Since the ventricle is located outside the chest , the increase in pressure is not compensated by the simultaneous rise in intrathoracic pressure and dilation occurs. Less often, any injury that causes a valve-shaped obstruction in the opening of the ventricle or appendix can cause air retention and dilation of the appendix.

Clinical manifestations

Three types of laryngoceles are distinguished: internal, external and mixed.


The internal form consists of an air sac, limited to the area of ​​the false chord and the ariepiglottic fold and inside the thyrohyoid membrane.


The external form presents as a cystic mass on the lateral surface of the thyrohyoid membrane, attached to the ventricle by a narrow patent duct. This duct passes through the thyrohyoid membrane, in the region of the neurovascular loop, although in general, it is located below the loop.


The mixed type consists of air cavities attached to each other and located on both sides of the thyrohyoid membrane. Laryngosceles are rather rare abnormalities that occur almost exclusively in men in their fifties. They can be bilateral.

The symptoms tend to fluctuate; they increase with exertion and disappear during rest. The internal and mixed forms produce hoarseness , stridor, and dyspnea , which worsen with continued use of the voice. The external type may appear as a simple, compressible spherical mass, located in the thyrohyoid membrane and moving with the larynx during swallowing movements.

The “Bryce sign”, characterized by gurgling and whistling in the throat , can occur when the neck mass is compressed , a mass whose size is highly variable and, sometimes, may even be absent. The patient may have a persistent productive cough , especially if there is an infection .

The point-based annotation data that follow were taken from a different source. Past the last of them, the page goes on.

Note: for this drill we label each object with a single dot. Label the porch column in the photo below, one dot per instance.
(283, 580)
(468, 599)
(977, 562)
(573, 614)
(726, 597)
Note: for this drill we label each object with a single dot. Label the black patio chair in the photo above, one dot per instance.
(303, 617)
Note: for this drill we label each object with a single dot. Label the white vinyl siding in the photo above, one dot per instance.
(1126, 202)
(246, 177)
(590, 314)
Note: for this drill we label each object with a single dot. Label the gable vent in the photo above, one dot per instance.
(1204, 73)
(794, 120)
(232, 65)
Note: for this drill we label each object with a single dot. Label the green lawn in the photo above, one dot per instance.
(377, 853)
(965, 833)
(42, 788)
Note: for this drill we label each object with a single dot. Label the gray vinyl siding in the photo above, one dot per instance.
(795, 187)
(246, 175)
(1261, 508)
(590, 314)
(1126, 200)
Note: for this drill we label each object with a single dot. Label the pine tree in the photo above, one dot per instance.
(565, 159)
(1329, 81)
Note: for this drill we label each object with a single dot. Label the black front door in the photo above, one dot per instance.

Occasionally, the opening of the laryngocele can become blocked and fill with mucus, turning into a secondary mucocele, which can become infected and produce a laryngopiocele. Ultimately, fever , pain , sensitivity and odynophagia appear.

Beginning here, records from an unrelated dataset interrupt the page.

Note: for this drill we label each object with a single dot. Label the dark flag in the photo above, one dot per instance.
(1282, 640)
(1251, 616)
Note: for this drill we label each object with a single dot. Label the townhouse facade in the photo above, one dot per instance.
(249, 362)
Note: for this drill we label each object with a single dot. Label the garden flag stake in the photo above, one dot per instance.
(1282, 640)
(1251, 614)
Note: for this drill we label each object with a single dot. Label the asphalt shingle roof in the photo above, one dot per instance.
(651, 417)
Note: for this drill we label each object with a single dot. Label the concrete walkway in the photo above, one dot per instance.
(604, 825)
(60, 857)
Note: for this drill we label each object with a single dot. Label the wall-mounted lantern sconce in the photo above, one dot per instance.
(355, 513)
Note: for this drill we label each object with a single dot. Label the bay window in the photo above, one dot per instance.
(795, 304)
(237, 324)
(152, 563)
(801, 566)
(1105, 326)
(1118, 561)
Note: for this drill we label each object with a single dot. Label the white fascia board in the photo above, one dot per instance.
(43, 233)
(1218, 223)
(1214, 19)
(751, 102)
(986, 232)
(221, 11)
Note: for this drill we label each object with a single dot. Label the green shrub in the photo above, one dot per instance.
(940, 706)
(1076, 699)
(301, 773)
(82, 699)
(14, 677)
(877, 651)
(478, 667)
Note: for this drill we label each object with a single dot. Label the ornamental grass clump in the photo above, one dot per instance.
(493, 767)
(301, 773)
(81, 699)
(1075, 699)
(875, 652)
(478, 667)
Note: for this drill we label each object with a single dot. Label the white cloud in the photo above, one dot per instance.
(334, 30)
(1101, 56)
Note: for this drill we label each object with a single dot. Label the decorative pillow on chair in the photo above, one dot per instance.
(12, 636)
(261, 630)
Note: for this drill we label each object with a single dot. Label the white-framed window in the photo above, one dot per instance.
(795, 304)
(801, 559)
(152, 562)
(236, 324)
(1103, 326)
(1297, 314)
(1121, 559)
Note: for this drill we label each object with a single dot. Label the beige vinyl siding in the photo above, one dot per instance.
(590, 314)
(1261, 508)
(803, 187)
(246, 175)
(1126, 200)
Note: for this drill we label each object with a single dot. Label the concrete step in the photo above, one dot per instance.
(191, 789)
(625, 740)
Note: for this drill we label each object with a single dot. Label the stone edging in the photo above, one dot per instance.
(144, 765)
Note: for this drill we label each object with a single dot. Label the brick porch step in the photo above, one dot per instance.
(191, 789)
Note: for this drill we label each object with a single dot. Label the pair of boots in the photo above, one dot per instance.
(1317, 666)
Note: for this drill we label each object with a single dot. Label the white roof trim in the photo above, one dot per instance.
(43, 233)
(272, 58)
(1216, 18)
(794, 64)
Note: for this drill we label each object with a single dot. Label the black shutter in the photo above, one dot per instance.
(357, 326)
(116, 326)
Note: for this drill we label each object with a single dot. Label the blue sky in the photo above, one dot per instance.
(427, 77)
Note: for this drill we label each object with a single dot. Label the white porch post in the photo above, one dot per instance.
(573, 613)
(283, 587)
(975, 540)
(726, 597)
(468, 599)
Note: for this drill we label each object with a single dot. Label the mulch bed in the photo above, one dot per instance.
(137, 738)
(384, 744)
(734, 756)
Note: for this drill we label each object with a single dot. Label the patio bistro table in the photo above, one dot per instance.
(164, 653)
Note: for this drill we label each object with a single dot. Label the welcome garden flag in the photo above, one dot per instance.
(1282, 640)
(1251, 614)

The masses of the false cord and the lateral aspect of the neck are revealed by clinical examination, when the patient makes efforts. A soft tissue radiograph of the neck obtained during the Valsalva maneuver will reveal the presence of cystic structures with an aerial content. If infection exists, an aerial level is observed on the radiograph. To rule out a possible neoplasm , direct laryngoscopy and ventricular inspection are indicated.

The laryngoceles are generally covered with ciliated pseudostratified cylindrical epithelium, although there may be areas of stratified squamous epithelium. The walls cannot contain collections of lymphoid tissue, which are typical of the common branchiogenic cyst .


Not all laryngoceles require treatment. Asymptomatic small laryngosceles do not require any therapy , and will rarely cause difficulties if causal factors are removed. Excision of symptomatic laryngoceles and laryngopioceles is desirable. External and mixed laryngoscels are better excised by lateral access, through the neck.

The external laryngocele must be excised through a lateral pharyngotomy, but this access carries the danger of permanent alteration of the voice and of stenosis . Uniformly satisfactory results have not been achieved with the use of sclerosing agents and recurrence is frequent.

The acute inflammatory phase of the laryngocele may require immediate incision and drainage and, later, excision during a latency period.